Newton native’s first film gets shot at Oscar
By Loren King
Boston Globe
February 13, 2011
Robynn Murray, a former combat soldier in Iraq, is the subject of the Oscar-nominated documentary short “Poster Girl.’’ (Alan Kimmel/HBO)
The Oscar-nominated documentary short “Poster Girl’’ is Newton native Sara Nesson’s first film, but it was only a matter of time. After all, she’s proud to say, it was beneath her father’s editing table that she learned to crawl. Robert Nesson of Somerville, an independent producer/director whose films focus on the environment, human rights, and educational projects (he’s also an instructor at Emerson College), taught his daughter not just the nuts and bolts of filmmaking but how it can raise awareness and effect social change.

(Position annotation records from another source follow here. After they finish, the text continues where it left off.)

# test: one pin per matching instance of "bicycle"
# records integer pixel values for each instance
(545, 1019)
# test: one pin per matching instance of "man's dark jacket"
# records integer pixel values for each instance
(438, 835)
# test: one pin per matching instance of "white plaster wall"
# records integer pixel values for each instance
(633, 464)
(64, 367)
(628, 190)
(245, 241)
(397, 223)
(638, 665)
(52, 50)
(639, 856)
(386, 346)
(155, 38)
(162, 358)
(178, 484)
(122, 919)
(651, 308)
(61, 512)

“He’s my greatest inspiration. He ingrained in me the responsibility to do something,’’ says Sara Nesson, 36, who now lives in Brooklyn, N.Y. What Sara did was spend more than a year filming Robynn Murray, a former cheerleader who enlisted in the Army at 19 and served as a combat soldier in Iraq, as she struggles to rebuild her life while suffering from post-traumatic stress disorder. The 38-minute film follows Murray’s attempts to navigate the bureaucratic nightmare of the Veterans Administration, her budding antiwar activism, and her involvement with the Combat Paper Project, a community of vets who make works of art from scraps of their uniforms. “Poster Girl’’ began screening Friday as part of an Oscar-nominated shorts program at the Coolidge Corner Theatre. It will air on HBO in the fall.
Nesson met Murray during the filming of another documentary she was working on, “Iraq Paper Scissors,’’ now in post-production. Murray was among the veterans invited to an artists’ retreat in 2008 on Martha’s Vineyard, where Nesson once lived and worked (she shot weddings to finance her films). When Nesson showed footage to producer Mitchell Block, he convinced her that Murray was compelling enough to carry her own film and signed on to co-produce “Poster Girl.’’
“I wanted to tell an intimate story and show the struggle of these vets. Robynn was the only one that trusted me,’’ says Nesson. “Her voice was so powerful; I knew she could be a voice for the thousands that were struggling alone.’’
Nesson, who graduated from the Rivers School in Weston and from the University of Vermont, hopes the attention from “Poster Girl’’ will help her complete “Iraq Paper Scissors.’’ Her short film has already caught the attention of Hollywood: Producers Tony Bill (“The Sting’’) and his wife, Helen Bartlett (“North Country’’), contacted Nesson about developing a movie based on Murray and the two other gun-toting female soldiers featured on the cover of Army magazine whose postwar experiences belie the image the military apparently sought to market.
Nesson says assisting her father on film projects as the two traveled the world from Siberia to Japan played a crucial role in her development as an editor and director. After moving to New York, she was the principal editor on “Stolen Childhoods,’’ a 2005 feature documentary about global child labor. In 2006, she edited “Plastic Disasters,’’ directed by Kate Davis, for HBO. She also edited the special features and bonus content for “Born Into Brothels,’’ the 2004 Oscar-winning documentary co-directed by Ross Kauffman and Zana Briski about the children of prostitutes who work in the notorious red light district of Sonagchi in Calcutta.
Nesson jokes that she was “tearing her hair out for three months’’ after learning that “Poster Girl’’ was among eight documentaries short-listed for an Academy Award. Since shorts are not announced on television with features and acting nominees, Nesson learned the good news over the Internet. “My cats ran under the bed to hide from my screaming,’’ she says. The whirlwind since that moment has included her snagging a $6,500 designer dress marked down a whopping 90 percent at a New York City sample sale. Her mother, Penny Steinberg of Boston’s Back Bay, will be Sara’s date for the Oscars. Her entourage also will include Murray and one dozen other close friends, who are all flying to Los Angeles for the Feb. 27 ceremony. “I haven’t been married, so the Oscars are like my wedding,’’ Nesson says.